Glaubt Ihr den Ihr seit die einzigen die bei Bikewetter arbeiten müßen  

@alti  nem doch mal dein salsa vom hacken und füre es am Sonntag gassi


----------



## Altitude (31. März 2005)

Tomac-Fan schrieb:
			
		

> @alti  nem doch mal dein salsa vom hacken und füre es am Sonntag gassi



och nö, der ist ja nur "zusammengesteckt"...


----------



## All-Mountain (1. April 2005)

Also wer ist jetzt am Sonntag um 11 am Löwensal?


----------



## sideshowbob (1. April 2005)

All-Mountain schrieb:
			
		

> Also wer ist jetzt am Sonntag um 11 am Löwensal?



muss ich da jetzt fest zu/absagen oder geht auch "wer da ist ist da"?!?!


----------



## blacksurf (1. April 2005)

ich bin da um 11 Uhr mit Tomac.
@sideshowbob
musst du nicht fest zu oder absagen - aber wir warten auch nicht ewig - wenn ihr mitkommt bitte pünktlich sein!


----------



## MTB-News.de




----------



## showman (1. April 2005)

Ich, ich, ich   

Gruß Showman


----------



## Altitude (1. April 2005)

All-Mountain schrieb:
			
		

> Also wer ist jetzt am Sonntag um 11 am Löwensal?

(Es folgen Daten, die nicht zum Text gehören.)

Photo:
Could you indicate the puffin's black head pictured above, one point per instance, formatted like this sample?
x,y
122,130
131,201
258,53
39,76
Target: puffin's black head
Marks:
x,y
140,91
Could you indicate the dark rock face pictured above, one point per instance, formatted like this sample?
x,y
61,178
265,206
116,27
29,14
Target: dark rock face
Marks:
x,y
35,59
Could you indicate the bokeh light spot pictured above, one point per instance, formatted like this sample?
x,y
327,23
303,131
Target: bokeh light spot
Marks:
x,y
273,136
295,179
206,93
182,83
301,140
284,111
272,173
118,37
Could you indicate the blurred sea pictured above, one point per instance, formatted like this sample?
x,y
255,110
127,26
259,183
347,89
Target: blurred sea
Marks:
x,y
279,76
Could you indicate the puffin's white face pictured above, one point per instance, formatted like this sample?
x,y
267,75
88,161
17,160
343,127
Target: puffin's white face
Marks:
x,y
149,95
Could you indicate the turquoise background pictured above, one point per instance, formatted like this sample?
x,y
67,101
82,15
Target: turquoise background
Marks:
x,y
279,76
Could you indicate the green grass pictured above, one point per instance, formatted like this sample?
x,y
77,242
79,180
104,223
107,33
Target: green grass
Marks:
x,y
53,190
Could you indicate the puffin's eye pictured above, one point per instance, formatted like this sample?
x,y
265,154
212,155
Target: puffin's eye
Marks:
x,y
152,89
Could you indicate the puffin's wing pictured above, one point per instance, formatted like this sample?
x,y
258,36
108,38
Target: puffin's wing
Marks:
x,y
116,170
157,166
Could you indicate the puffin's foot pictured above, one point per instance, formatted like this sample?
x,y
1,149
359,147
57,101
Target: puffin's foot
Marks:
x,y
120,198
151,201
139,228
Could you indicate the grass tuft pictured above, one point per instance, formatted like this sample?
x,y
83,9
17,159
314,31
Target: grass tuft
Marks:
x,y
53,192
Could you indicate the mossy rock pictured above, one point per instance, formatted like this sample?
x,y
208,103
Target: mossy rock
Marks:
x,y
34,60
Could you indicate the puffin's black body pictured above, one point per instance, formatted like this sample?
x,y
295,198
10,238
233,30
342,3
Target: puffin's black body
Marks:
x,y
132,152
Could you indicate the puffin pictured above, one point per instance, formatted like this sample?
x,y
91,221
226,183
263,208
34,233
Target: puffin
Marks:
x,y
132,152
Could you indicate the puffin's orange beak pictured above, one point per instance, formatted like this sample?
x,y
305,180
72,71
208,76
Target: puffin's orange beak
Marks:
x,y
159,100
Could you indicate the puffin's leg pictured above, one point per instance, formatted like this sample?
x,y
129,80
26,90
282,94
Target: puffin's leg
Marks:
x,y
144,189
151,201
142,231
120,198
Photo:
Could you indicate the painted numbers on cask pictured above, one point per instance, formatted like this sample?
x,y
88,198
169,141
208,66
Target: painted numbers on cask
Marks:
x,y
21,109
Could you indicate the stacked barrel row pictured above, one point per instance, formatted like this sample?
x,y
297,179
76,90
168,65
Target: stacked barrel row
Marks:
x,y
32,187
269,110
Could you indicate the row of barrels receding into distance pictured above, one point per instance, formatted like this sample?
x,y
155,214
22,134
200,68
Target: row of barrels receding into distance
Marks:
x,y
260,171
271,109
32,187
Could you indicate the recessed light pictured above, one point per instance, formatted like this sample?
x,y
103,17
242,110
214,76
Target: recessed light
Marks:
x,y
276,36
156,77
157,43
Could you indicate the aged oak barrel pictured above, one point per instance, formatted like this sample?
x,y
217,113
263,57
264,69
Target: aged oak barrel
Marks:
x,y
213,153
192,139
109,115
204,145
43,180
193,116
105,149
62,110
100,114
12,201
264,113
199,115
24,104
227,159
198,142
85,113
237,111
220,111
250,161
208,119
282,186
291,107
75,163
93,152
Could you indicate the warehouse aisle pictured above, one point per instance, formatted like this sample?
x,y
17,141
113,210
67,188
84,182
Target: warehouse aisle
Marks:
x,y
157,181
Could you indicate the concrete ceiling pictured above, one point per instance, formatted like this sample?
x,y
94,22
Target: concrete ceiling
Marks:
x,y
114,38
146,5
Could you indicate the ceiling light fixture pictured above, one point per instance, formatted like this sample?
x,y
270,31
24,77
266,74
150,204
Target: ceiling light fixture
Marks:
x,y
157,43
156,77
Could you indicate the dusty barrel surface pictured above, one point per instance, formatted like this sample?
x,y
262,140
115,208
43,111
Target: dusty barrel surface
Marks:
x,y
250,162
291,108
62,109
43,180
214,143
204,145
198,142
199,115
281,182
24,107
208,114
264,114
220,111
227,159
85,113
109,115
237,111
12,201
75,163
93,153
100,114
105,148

zu 80% klappts - wenn nicht, ruf ich durch


----------



## karstenenh (2. April 2005)

Oh wie schön, die gute alte Moritzbergrunde ohne Moritzberg   

Da bin ich doch voll dabei   

Hulk


----------



## All-Mountain (2. April 2005)

Na, das hört sich ja schon mal ganz gut an

Also dann bis morgen um 11  

Ich war übrigens gute 2 Wochen krank, also seid bitte gnädig zu mir


----------



## Mr.Chili (2. April 2005)

All-Mountain schrieb:
			
		

> Ich war übrigens gute 2 Wochen krank, also seid bitte gnädig zu mir



Gnädig ??? was is`n das 
kenn die in Nürnbersch net. Denke noch mit grausen an den 1.Jan


----------



## blacksurf (2. April 2005)

All-Mountain schrieb:
			
		

> Ich war übrigens gute 2 Wochen krank, also seid bitte gnädig zu mir



was soll ich da erst sagen?
Aber egal, schliesslich muss ich was für die Frauenquote tun


----------



## Altitude (2. April 2005)

Tomac-Fan schrieb:
			
		

> Gnädig ??? was is`n das
> kenn die in Nürnbersch net. Denke noch mit grausen an den 1.Jan



Underfrangen und Erdkunde:

*Fädd*  net Närmberch...


...ich bin auch net fit...nur den Harry müssen wir irgendwie "zügeln"..


----------



## blacksurf (3. April 2005)

Jungs war ne super Ausfahrt mit Euch
Ich hoffe das nächste mal bekomme ich etwas mehr weibliche Verstärkung, dann muss ich mir nicht so viel derbe Sprüche anhören  
@All-mountain
Danke für den Besuch! War schön das du wieder mal im Lande warst..


----------



## Mr.Chili (4. April 2005)

He Leut war schön mit euch.
@ Blacky wir ham uns doch noch beherrscht  
@all vielleicht beim nächsten mal net ganz so gemütlich, sonst könnt ich ja meine kittis mit bringen


----------



## MTB-News.de




----------



## blacksurf (4. April 2005)

Tomac-Fan schrieb:
			
		

> @all vielleicht beim nächsten mal net ganz so gemütlich, sonst könnt ich ja meine kittis mit bringen


----------



## steed (4. April 2005)

ach ihr habt am sonntag die Röthenbachklamm blockiert....  . da musste man ja fast absteigen.....  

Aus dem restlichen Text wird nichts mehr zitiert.